Samstag, 3. Juni 2017


Österreich, St. Marein bei Neumarkt (Steiermark):
Ruine der St. Georgskirche am Kirchbichl in St. Georgen, 
1146 erstmals erwähnt



Im Ortsteil St. Georgen oberhalb von St. Marein bei Neumarkt
ist hinter einigen Bauernhöfen dieser Hügel zu finden.

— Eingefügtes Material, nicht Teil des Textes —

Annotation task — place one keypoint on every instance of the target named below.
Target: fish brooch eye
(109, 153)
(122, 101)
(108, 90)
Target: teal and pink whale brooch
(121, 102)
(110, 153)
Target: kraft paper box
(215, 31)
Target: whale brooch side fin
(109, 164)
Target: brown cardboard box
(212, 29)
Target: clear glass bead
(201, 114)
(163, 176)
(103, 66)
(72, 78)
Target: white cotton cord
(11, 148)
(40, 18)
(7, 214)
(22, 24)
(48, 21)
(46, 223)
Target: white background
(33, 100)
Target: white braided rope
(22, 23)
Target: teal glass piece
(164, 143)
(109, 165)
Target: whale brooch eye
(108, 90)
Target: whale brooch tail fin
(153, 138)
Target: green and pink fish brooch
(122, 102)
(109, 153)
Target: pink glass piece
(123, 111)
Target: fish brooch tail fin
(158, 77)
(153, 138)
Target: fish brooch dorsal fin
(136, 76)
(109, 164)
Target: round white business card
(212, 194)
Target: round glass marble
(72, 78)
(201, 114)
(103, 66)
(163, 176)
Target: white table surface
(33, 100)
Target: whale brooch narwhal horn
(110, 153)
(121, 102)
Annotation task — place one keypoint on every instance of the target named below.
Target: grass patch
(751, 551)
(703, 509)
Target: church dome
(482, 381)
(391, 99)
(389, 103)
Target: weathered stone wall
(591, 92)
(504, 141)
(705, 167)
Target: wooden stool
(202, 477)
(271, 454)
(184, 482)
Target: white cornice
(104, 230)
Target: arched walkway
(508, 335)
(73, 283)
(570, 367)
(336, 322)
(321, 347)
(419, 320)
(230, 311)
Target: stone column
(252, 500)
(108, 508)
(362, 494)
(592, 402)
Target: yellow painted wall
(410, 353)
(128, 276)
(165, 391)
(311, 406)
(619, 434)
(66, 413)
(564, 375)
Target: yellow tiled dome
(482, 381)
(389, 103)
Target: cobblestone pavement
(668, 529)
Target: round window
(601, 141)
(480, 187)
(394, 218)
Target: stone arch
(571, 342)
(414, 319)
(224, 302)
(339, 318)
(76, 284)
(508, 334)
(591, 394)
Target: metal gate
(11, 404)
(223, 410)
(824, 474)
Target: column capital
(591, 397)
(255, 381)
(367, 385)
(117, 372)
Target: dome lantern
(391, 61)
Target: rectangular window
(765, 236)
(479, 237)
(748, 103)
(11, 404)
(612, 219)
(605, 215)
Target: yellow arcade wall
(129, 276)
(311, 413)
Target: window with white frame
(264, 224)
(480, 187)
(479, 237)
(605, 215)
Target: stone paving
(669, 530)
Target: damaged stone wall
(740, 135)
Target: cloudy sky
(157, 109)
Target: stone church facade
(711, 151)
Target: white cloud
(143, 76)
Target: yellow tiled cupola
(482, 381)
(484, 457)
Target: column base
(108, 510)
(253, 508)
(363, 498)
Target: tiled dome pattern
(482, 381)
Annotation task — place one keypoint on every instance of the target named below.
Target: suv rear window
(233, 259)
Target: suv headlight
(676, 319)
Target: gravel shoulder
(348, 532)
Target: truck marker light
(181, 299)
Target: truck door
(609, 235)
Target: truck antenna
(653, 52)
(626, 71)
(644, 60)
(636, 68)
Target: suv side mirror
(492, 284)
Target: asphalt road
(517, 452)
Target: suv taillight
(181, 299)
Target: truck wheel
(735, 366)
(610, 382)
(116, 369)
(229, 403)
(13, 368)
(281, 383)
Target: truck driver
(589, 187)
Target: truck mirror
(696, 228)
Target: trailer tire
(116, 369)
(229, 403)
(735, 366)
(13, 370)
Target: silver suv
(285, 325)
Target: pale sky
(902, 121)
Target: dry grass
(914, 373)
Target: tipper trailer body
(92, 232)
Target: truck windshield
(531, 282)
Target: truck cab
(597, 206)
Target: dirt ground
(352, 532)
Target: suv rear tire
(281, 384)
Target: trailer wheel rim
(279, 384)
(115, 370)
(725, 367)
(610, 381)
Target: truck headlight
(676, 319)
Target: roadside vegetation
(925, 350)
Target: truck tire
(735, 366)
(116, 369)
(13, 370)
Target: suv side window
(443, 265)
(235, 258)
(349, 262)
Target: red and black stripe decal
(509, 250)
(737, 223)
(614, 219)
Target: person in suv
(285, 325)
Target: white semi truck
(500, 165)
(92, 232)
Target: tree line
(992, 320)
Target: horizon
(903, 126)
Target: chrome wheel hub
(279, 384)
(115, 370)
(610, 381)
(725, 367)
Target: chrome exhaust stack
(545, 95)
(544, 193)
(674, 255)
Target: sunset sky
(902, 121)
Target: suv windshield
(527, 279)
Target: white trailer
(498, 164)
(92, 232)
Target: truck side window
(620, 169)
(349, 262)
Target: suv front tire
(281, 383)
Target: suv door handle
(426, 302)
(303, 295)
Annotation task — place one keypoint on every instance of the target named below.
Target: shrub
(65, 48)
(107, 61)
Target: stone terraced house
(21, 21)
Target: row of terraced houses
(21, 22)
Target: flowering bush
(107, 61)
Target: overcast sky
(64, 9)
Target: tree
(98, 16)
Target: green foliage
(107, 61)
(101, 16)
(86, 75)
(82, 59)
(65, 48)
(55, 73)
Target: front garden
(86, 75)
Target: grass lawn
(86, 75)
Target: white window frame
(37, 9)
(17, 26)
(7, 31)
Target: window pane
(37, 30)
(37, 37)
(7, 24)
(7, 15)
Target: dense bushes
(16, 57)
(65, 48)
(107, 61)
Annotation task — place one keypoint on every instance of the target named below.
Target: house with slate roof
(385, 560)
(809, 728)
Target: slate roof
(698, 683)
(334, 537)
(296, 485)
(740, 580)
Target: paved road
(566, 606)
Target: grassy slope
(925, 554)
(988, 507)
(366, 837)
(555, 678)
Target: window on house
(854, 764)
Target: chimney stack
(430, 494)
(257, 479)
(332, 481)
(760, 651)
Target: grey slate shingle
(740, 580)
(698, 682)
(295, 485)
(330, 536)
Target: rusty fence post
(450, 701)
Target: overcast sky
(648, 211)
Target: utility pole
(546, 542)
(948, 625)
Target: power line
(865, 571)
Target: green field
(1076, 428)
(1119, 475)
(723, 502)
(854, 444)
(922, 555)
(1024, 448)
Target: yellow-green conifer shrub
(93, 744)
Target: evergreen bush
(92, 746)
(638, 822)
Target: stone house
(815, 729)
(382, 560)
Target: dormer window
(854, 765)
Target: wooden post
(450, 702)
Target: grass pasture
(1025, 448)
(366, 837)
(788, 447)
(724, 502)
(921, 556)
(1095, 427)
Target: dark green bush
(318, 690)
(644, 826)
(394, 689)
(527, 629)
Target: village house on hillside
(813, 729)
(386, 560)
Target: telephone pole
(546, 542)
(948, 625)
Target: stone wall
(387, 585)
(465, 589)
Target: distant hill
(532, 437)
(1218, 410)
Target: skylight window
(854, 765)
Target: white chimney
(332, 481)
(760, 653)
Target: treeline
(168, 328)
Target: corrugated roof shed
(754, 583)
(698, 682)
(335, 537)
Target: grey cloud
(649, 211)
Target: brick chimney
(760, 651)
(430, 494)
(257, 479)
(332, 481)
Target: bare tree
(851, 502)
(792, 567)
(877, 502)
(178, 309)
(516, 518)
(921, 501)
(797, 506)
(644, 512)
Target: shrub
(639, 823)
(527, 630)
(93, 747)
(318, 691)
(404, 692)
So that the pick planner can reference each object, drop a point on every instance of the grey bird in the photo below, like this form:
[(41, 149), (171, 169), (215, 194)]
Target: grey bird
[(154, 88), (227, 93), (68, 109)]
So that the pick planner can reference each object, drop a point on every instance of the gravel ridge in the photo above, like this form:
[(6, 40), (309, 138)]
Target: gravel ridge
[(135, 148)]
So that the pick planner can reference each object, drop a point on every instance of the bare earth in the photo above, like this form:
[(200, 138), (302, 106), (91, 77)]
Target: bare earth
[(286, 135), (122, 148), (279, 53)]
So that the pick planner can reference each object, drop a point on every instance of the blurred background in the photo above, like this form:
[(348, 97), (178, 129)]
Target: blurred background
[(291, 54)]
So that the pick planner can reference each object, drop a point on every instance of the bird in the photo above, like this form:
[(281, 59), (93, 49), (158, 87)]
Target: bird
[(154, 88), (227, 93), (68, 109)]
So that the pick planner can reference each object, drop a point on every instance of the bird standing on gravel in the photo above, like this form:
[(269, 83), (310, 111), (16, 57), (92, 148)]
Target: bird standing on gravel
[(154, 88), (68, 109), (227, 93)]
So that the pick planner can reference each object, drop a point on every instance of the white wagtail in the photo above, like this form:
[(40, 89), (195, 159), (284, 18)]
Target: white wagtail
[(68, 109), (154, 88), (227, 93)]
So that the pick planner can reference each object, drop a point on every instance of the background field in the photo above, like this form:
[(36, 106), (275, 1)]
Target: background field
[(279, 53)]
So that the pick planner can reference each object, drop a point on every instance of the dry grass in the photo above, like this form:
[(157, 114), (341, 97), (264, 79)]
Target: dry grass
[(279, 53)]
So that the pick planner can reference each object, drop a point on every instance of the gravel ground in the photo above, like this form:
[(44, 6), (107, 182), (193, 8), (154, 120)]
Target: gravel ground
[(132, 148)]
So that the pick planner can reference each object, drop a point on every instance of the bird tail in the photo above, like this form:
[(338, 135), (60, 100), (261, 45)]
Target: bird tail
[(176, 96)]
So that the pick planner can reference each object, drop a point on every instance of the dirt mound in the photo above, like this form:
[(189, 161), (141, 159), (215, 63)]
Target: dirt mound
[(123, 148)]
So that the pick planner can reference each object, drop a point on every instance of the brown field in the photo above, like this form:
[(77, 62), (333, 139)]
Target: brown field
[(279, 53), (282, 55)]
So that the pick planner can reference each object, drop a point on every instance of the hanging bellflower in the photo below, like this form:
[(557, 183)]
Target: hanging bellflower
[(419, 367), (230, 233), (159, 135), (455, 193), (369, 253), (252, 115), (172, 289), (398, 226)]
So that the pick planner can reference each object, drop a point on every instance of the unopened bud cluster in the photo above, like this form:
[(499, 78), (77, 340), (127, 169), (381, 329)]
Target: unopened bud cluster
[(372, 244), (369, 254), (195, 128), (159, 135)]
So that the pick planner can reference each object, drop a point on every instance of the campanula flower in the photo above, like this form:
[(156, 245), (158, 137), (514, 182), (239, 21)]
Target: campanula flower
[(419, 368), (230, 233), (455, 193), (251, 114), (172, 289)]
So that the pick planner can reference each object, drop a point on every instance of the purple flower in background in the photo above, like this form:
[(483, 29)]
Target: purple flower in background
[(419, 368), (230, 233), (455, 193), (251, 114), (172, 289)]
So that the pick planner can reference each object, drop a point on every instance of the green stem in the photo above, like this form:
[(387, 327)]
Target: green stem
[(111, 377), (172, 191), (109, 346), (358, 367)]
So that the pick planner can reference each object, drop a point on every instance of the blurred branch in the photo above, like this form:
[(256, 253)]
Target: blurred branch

Auf diesem befinden sich die Reste ...



... der ehemaligen St. Georgs-Kirche.



Die genaue  Entstehungszeit des Baus bleibt unklar 
– möglicherweise kann die Kirche mit einer frühen Burganlage 
oder einem Herrenhof in Verbindung gebracht werden. 


 
Doch bei der ersten urkundlichen Nennung der Kirche im Jahr 1146 
scheinen keine zugehörigen Bauten mehr existiert zu haben.

Rudeger von Krappfeld und seine Ehefrau vermachten die Anlage
testamentarisch dem Bistum von Gurk. 

Wohl im Zuge des 13. Jhdts. wurde die ehemalige Eigenkirche 
zu einer Filialkirche von St. Marein.



Nach ihrer Schließung im Zuge der Josephinischen Kirchenreform 
am Ende des 18. Jhdts. fiel sie 1845 
einem Brand zum Opfer und wurde nicht wieder errichtet.



In den Jahren 2007 und 2008 wurden
archäologische Grabungen und bauhistorische Aufnahmen durchgeführt,
das aufgehende Mauerwerk gesichert und drainagiert, 
der Hügel mit einem Zugangsweg versehen und die Böden geschottert.  

Die Anlage ist nur für Besucher frei zugänglich.



Bei den Grabungen kam auch diese halbrunde Ostapsis
mit dem Fundament eines steinernen Altars zum Vorschein.



Im Norden befand sich wohl ein kleiner Sakristeiraum, ...



... der hier links im Bild zu sehen ist.



Hier die Apsis vom Osten aus gesehen ...



... sowie von außen, 
wo sogar noch eine kleine Öffnung zu Tage kam.



Die Ausbuchtung der Apsis war jedoch nur von geringem Außmaß
(s. Vorbau an der rechten Seite).



Entgegen der mündlichen Überlieferung wurde der Bau aber nicht 
bis auf die Grundmauern abgetragen, sondern dem Verfall preisgegeben. 

 
 
So kam durch die Freilegung an manchen Stellen aufgehendes Mauerwerk 
von bis zu 1 m Höhe mit Resten von mehrphasigem Innen- und Außenputz zutage.



Netter Weise wurden auch zwei Bänke aufgestellt, ...



... die zum längeren Verweilen an diesem fast magischen Ort einladen.



Am 23. August 2009 wurde die Kirchenruine 
im Zuge einer Feldmesse wieder eingesegnet.